VIRGINIA BEACH, Va. (WAVY) — Virginia Gov. Terry McAuliffe in a news conference Thursday addressed the damage and devastation left behind in Hampton Roads from Hurricane Matthew.

The powerful storm ripped through Hampton Roads and northeast North Carolina last weekend, causing widespread flooding and leaving hundreds of thousands without power.

Flanked by several mayors from across Hampton Roads, McAuliffe said Thursday that he is planning to send a letter to President Barack Obama “early next week or middle of next,” requesting FEMA assistance.

Shore Drive in Virginia Beach is flooded near the entrance to First Landing State Park on Tuesday, Oct. 11, 2016. Credit: WAVY/Bill Cole
Shore Drive in Virginia Beach is flooded near the entrance to First Landing State Park on Tuesday, Oct. 11, 2016. Credit: WAVY/Bill Cole

“We clearly have met the threshold of $11 million,” McAuliffe said. “I think right now in Virginia Beach alone, we’re over $25 million.”

Official damage totals across the region have yet to be determined, although initial estimates are beginning to be released.

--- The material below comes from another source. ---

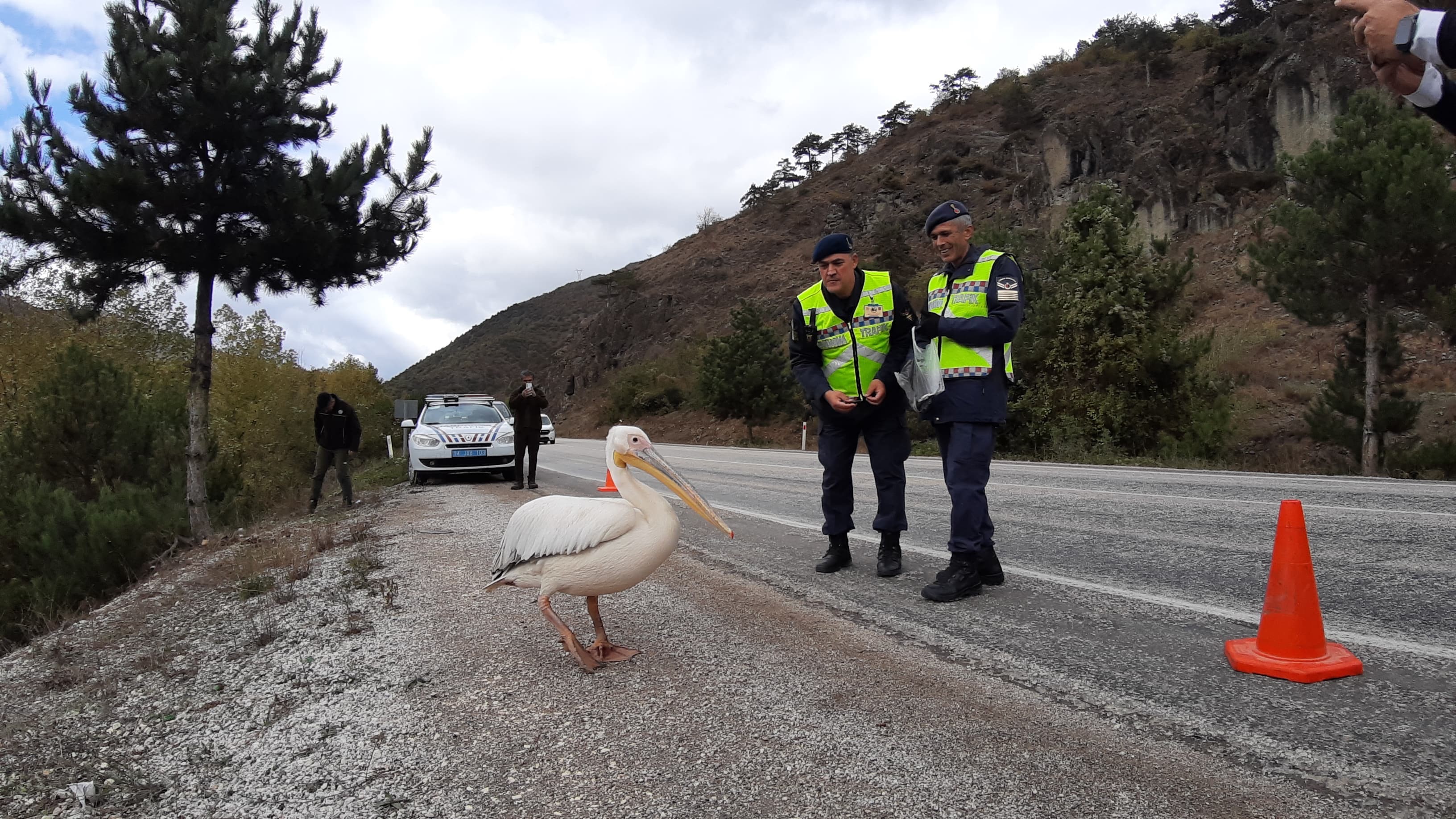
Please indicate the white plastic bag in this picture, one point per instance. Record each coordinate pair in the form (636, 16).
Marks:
(921, 375)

The City of Hampton on Thursday said its initial assessments report damages of $1.86 million.

The Virginia Department of Transportation said Wednesday that state-maintained roads suffered $2 million in damages.

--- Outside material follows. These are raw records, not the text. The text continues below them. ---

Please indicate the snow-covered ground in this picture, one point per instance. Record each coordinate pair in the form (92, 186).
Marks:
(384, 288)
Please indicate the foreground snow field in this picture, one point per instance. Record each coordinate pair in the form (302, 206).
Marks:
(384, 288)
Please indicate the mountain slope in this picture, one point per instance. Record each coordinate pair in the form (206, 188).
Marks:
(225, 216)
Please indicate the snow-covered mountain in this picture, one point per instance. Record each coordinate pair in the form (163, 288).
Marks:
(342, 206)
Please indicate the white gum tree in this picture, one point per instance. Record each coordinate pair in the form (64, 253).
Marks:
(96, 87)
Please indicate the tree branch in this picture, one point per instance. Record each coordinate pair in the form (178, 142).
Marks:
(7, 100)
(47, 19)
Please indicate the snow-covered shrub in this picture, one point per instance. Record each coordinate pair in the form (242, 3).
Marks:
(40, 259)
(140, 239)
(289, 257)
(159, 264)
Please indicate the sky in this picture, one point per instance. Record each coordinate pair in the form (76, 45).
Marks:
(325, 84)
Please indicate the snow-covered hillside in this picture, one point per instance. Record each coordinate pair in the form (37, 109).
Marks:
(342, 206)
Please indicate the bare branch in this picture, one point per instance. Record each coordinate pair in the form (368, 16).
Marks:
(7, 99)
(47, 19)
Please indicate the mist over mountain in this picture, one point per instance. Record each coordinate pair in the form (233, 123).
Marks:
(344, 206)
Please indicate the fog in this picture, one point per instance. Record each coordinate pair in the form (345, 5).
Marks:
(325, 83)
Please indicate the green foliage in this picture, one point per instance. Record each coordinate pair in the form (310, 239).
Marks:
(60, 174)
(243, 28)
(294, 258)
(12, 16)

Dominion Virginia Power said Thursday morning that power had been restored to all but 900 people affected by the storm. Some communities around Hampton Roads remain flooded, more than four days after Matthew left the region.

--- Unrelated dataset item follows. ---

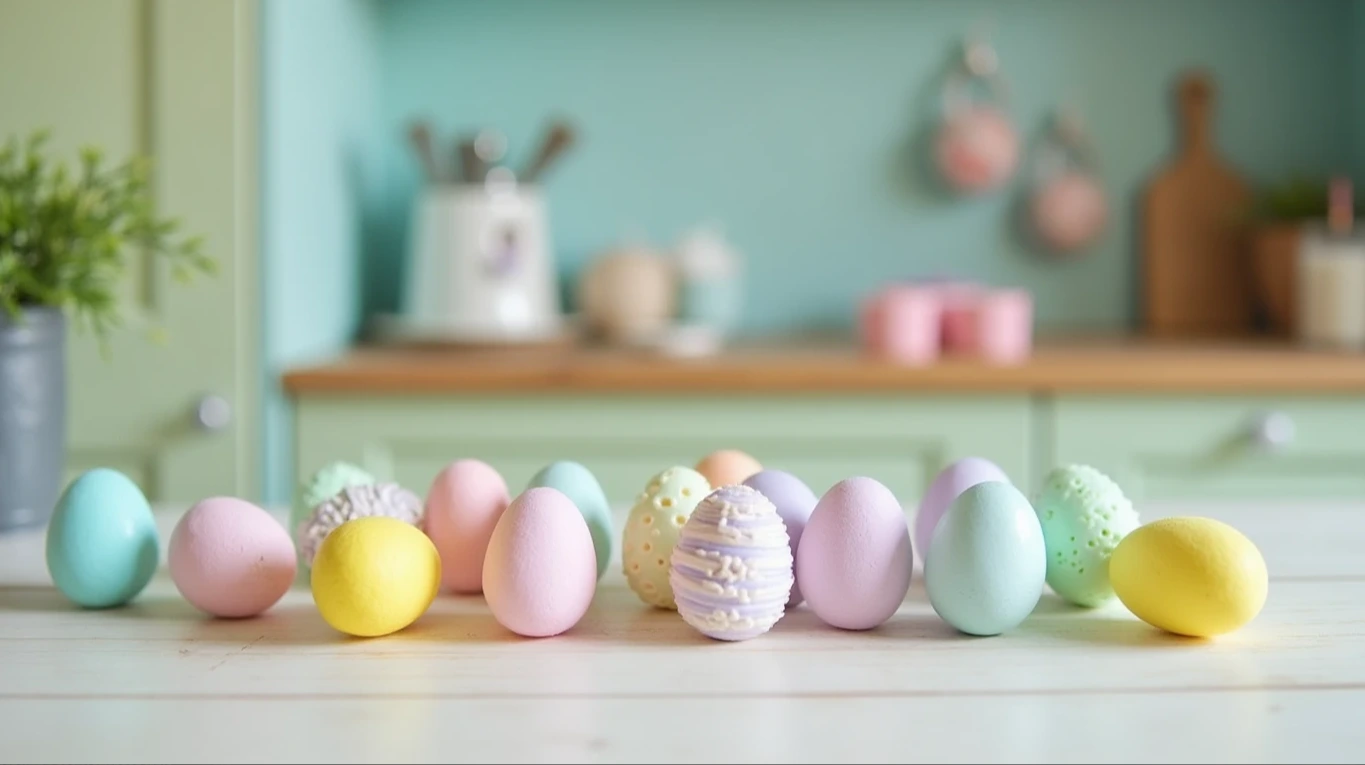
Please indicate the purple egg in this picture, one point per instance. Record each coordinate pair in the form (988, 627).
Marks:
(950, 482)
(795, 502)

Thursday’s news conference was McAuliffe’s first regarding Hurricane Matthew since the storm hit the region. McAuliffe declared a state of emergency last Thursday so that Virginia could support relief efforts in every state affected by Matthew.

Several local cities declared states of emergency Sunday, during the height of the storm’s impact. The governor said Thursday that he plans on touring some of the areas that were hard-hit by Matthew.

“This was a very unique event,” McAuliffe said. “It’s going to take time. Many of these homes are totally destroyed, and that’s why we’re going to take a tour today … to see what we need to do.”

“It has never flooded past the tree,” said Virginia Beach storm victim Christine Dosmann.

This time was different. The water didn’t stop at the tree, but kept rising right into Dosmann’s home.

“To walk down your street and to see water from door to door, down your street, is just something you don’t expect to see,” Dosmann added.

Dosmann wasn’t alone. A drive through her Windsor Woods neighborhood has sidewalks and curbs overflowing with ruined belongings.

“You almost got to see it to believe it,” McAuliffe said.

The governor toured Dosmann’s neighborhood to see the devastation firsthand.

“It’s just incredible,” McAuliffe said. “It came so fast. 17 inches in rain. That’s why were are here. We want to everything we can, as fast as we can, to get them the aid that they need.”

Officials say 2,000 structures were damaged in Virginia Beach alone. 600 of them were homes — an estimated $15 million in damage. Those estimates are expected to rise.